Jamylle Barcellos, batuqueira do Coletivo Maracastelo, confirma. “Participamos de projetos ligados a licenciatura e à extensão trabalhando a identidade afro-indígena nos bairros Castelo Branco e, mais recentemente, Bancários. A universidade abraçou a gente, enquanto projeto, que está aí desde 2014 na luta por conhecer as manifestações tradicionais e brincá-las com muito respeito, muita responsabilidade e ancestralidade” disse a educadora da rede pública e fundadora integrante.
Buzinas e palavras de apoio animaram os manifestantes durante a meia hora de caminhada e se intensificaram à medida que o cortejo se aproximava. “O direito à saúde é um dos mais importantes e básicos da população e precisa dessa luta” disse Abraão Moura, estudante de Enfermagem da UFPB e militante do Levante Popular da Juventude carregando seu tambor junto com os demais companheiros que fizeram a segunda linha musical da caminhada e conduziram para o anfiteatro da Praça.
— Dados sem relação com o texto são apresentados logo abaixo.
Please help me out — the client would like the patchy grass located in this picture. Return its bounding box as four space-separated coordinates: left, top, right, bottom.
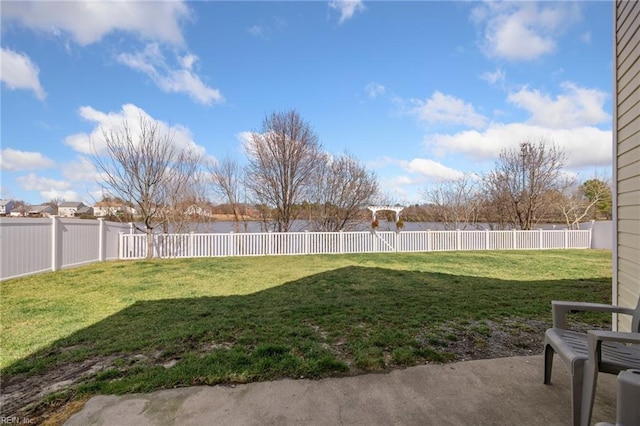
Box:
0 250 611 420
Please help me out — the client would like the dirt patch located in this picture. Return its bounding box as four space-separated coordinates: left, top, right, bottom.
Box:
0 318 604 425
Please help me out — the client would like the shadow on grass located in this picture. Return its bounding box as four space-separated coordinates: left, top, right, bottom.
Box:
1 266 611 414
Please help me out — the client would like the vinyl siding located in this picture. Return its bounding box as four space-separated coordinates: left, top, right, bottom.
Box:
613 0 640 331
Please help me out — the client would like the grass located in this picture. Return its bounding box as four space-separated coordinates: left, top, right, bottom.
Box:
0 250 611 416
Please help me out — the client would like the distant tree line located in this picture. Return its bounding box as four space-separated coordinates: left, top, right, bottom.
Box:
85 110 611 252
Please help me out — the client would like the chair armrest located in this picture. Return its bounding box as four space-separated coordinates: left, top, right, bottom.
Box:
551 300 634 328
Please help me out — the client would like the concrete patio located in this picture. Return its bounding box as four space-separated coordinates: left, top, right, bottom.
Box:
66 356 616 426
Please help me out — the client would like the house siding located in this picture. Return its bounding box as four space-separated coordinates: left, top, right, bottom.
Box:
613 0 640 331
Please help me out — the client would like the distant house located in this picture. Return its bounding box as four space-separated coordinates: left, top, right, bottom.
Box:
23 204 56 217
0 200 15 216
184 204 213 217
58 201 87 217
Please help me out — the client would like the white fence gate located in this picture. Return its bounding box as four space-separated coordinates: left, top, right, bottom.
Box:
120 229 591 259
0 217 131 281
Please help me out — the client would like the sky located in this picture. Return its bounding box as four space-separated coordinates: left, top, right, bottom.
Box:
0 0 613 205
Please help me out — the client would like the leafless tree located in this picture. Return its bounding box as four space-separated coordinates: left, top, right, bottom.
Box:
209 157 247 232
92 116 199 257
484 139 566 229
245 110 322 232
307 153 378 232
556 174 611 229
424 173 481 229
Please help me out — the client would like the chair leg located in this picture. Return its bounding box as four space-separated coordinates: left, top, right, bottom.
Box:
544 345 554 385
571 360 584 426
580 361 598 426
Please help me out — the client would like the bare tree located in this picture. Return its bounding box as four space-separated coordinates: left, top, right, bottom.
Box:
424 173 481 229
209 157 246 232
245 110 322 232
308 154 378 232
485 139 566 229
92 116 198 257
580 176 613 220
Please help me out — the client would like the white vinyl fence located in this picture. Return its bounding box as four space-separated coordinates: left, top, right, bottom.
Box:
0 217 131 281
0 217 592 281
120 229 591 259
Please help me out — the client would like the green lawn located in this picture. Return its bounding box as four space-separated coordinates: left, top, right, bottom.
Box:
0 250 611 416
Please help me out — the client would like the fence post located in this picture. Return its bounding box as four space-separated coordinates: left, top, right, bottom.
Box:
51 216 62 271
118 231 128 260
304 229 309 254
538 228 543 250
98 217 107 262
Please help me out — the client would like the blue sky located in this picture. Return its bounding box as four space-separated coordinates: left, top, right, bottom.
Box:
0 1 612 204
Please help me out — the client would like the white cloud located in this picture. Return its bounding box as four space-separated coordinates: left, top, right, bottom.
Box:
2 1 191 46
61 157 98 183
0 46 47 101
400 158 464 180
247 25 265 37
16 173 71 191
0 148 55 172
472 2 580 61
480 68 506 86
65 104 205 155
364 81 386 99
507 82 611 129
117 43 224 105
409 91 486 127
425 123 613 171
329 0 366 24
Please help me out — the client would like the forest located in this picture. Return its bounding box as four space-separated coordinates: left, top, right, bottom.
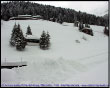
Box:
1 1 108 26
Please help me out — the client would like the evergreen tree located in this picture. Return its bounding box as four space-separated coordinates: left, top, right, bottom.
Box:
39 31 50 50
79 22 84 31
10 23 17 46
15 24 27 50
46 32 50 48
26 25 32 35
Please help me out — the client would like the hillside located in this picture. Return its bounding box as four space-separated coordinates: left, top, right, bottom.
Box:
1 20 108 86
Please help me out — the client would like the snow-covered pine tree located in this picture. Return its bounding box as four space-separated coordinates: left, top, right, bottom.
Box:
10 23 17 46
46 32 50 48
79 22 84 31
16 24 27 50
26 25 32 35
39 31 48 50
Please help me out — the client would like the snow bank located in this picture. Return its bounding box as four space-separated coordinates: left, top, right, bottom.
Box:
1 20 108 84
1 69 19 85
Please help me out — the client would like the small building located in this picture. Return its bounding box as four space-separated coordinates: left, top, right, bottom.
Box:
81 27 93 36
25 35 40 46
32 15 42 20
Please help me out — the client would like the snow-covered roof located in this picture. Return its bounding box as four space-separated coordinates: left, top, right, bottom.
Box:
25 35 39 39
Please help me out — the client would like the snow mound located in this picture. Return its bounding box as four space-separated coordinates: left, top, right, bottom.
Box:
1 69 18 84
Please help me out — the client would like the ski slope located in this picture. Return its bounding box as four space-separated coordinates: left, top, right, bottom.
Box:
1 20 108 85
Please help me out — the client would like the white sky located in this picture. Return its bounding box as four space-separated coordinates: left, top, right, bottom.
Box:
1 1 108 16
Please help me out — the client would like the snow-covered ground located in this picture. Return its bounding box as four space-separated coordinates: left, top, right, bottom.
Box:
1 20 108 86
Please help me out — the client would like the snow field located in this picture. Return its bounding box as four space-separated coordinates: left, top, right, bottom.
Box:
1 20 108 84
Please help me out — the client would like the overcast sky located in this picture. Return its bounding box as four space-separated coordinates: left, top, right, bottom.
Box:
1 1 108 16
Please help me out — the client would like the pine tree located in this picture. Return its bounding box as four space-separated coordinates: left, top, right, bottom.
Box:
79 22 84 31
15 24 27 50
26 25 32 35
39 31 50 50
10 23 17 46
46 32 50 48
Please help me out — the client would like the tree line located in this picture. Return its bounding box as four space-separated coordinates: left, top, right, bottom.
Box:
9 23 50 51
1 1 108 26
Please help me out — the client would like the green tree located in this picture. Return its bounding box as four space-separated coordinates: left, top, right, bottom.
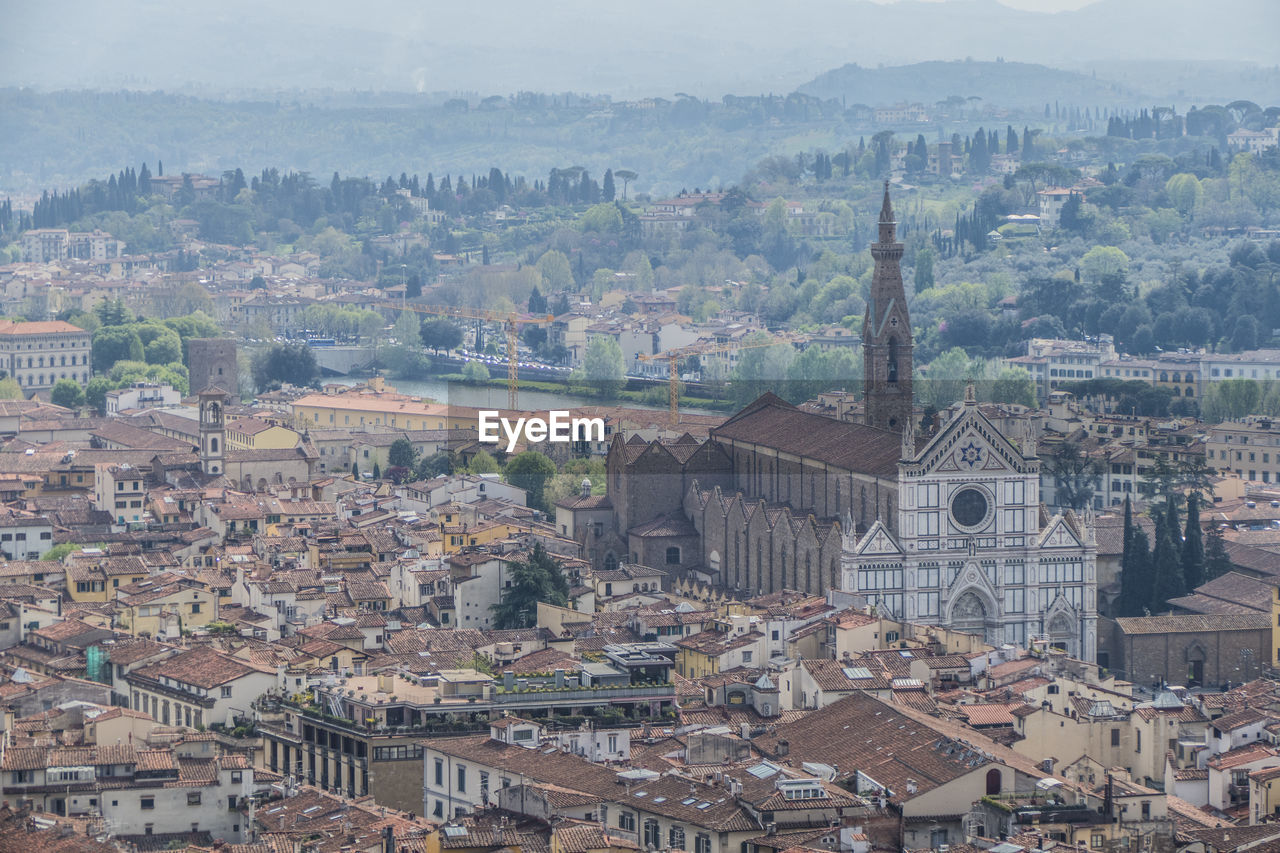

Vozes da diversidade: Falas de representantes das entidades se alternaram com a trupe PalhaSUS, Oris Night e outros artistas. Mais do que a ideia de protagonizar, Gulnar Azevedo e Silva e Martinho Braga e Silva, presidentes, respectivamente, da Associação e da Comissão Científica do Congresso, frisaram a felicidade em ver a Abrasco e o 8º CBCSHS como disparadores dessa calorosa Primavera.
“Não há palavras para expressar nossa alegria em estarmos aqui” disse Gulnar convocando um forte chamado “Viva o SUS, viva a Educação” ao final.
“Fazer esse ato público foi um aprendizado. As Ciências Sociais e Humanas aprenderam muito com a Educação Popular em Saúde neste Congresso. Ousaria dizer que a Abrasco aprendeu pra caramba com a UFPB, assim como o Brasil tem muito a aprender com a Paraíba” emocionou-se Martinho.
Carlos Fidelis Ponte, pesquisador da Casa de Oswaldo Cruz (COC/Fiocruz) e dirigente da Asfoc-SN, saudou os 40 anos da Abrasco e trouxe ao ato a reflexão sobre a condição política do país. “Política econômica que não coloque um projeto humano de país no centro de sua prioridade não é política econômica, é interesse de atender segmentos que não tem a ver nosso povo”.
Já Fernando Cunha, vice-presidente da ADUFPB, trouxe o tema da liberdade de cátedra para iluminar as mentes sobre as trevas de grande retrocesso por quais atravessamos. “Voltamos a uma época em que viemos para as ruas defender um tema que começou lá no século XVII e que está novamente em debate. Ao invés de discutirmos como acabar com o analfabetismo e outras possibilidades de acesso a tecnologias educacionais para a Educação pública, estamos aqui para defender o direito e a liberdade de aprender e de ensinar. É algo triste, mas esse belo e significativo ato realizado conjuntamente com a Abrasco e todos os participantes do Congresso nos reanimam e faz lembrar os versos de Mario Quintana: “eles passaram e nós passarinho”.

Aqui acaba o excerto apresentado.